The evening began with the attendees singing together “God Bless America”

and “Oh, Canada” as the event was called to order. My original text included a ruse to get the group to sing “Happy Birthday”, a plan that was rendered unnecessary by the singing of the two aforementioned songs. This version of the speech includes a couple of paragraphs about my grandson, Henry, which time constraints prevented me from including at the banquet. Those paragraphs are included here as italicised text enclosed in brackets.
Good evening. My name is Mike McCornack, and before I get started with my talk, I’d like to ask if any of our honored students has a birthday somewhere near today’s date.
If you’d all please join me in singing. [Happy Birthday song]
Congratulations, [name]. And thanks to all of you who sang along.
So, let’s think about what we just did. Yes, we sang “Happy Birthday” to [name]. But we also came together as a community to celebrate [name]. This was not a performance; this was a manifestation of community.

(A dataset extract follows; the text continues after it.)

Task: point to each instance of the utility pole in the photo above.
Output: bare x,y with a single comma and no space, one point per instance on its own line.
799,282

And what did you, as an individual, do? Most of you sang. Now I’d be willing to bet that if I were to go around the room and ask each one of you, “are you are a singer?” many of you would answer, “No!” And yet, you just sang, as I suspect you’ve done for many birthdays over the years for your family and friends.

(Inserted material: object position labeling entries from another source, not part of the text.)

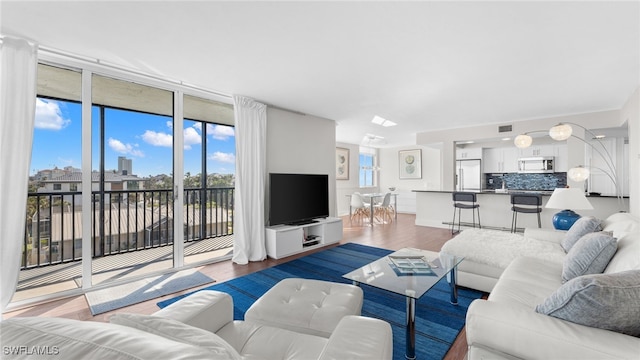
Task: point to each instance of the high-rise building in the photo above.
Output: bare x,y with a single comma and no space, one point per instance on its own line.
124,166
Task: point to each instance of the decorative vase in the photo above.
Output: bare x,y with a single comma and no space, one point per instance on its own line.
564,219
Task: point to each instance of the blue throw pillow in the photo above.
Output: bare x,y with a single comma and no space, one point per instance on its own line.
590,255
605,301
583,226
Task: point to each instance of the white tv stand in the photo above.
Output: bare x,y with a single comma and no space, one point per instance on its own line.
285,240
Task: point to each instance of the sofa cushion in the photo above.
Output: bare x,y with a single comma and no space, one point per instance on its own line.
605,301
584,225
626,258
177,331
590,255
72,339
621,224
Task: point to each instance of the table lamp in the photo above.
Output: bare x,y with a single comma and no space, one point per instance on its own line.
568,199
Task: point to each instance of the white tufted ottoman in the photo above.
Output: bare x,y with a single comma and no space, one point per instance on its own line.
309,306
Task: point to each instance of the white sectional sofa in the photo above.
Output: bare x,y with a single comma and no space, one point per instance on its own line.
200,326
539,309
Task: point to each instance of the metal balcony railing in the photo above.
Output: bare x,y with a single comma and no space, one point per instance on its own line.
121,221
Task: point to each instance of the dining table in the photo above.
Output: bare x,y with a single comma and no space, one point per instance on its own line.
371,199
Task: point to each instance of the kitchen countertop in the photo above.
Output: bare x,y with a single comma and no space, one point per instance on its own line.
511,191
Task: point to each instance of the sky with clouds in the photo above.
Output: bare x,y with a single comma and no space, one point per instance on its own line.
146,139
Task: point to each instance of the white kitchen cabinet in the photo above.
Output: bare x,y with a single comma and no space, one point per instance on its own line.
468,153
561,160
500,160
538,150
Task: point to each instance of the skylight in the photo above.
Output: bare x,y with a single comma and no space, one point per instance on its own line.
381,121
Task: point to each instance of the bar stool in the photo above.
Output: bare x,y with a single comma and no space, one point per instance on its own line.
532,205
465,200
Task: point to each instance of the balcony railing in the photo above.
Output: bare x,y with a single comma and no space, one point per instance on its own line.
121,221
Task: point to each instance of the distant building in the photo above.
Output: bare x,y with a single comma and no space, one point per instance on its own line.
72,182
125,166
56,235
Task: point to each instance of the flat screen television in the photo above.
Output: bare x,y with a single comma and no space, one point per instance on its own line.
298,198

So you sing, but some of you are reluctant call yourselves singers. Why do you suppose that is? This is what I want to talk to you about tonight.

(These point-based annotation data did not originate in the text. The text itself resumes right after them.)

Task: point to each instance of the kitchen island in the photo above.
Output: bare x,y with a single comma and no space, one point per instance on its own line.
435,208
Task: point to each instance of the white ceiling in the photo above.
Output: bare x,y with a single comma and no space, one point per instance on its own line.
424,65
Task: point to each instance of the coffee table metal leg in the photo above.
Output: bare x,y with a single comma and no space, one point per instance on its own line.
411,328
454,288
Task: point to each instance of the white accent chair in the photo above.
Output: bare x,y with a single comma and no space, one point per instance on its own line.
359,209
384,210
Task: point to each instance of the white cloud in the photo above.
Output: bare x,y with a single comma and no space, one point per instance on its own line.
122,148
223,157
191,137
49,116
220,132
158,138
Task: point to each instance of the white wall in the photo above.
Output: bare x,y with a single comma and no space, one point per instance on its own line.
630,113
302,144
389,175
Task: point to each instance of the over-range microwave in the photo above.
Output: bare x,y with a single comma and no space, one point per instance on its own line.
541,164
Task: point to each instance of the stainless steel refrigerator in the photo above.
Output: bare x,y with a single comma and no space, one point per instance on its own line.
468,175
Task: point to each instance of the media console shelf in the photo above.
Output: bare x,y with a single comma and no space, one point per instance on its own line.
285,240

[This last October, my wife and I were blessed to welcome into the world our first grandchild, Henry. We love Henry, as a lot of other people around him do. Now Henry at six months of age has a number of obvious limitations; his vocabulary is negligible, his math skills are lacking, he hasn’t made the soccer team, and I think if he were to take the SAT’s right now, he wouldn’t do very well. But Henry shares one important trait with his peer group of other babies: he is a pretty sophisticated musician. He already knows how to use his voice to get people around him to respond. He uses a variety of tones, a number of inflections, and the tempo of his delivery to communicate his needs and desires. As he grows, he continues to adapt his vocal skills in ever more sophisticated ways as his needs and desires become more complex. He is also a sophisticated listener. It’s not uncommon for Henry’s family to communicate with him using similar vocal techniques to those that Henry himself uses. When he’s upset, long sustained tones seem to calm him. When he’s somber, light staccato ascending vocalizations will often bring on a smile. Some of the vocalizations that Henry’s family employs are just that; improvised vocal sounds. But many are music in the more formal sense, lullabies and other songs. These days a guaranteed way for his mom and dad to make him smile is for them to sing Pharrell Williams’ song “Happy” from Despicable Me and dance a silly dance as Henry joins in.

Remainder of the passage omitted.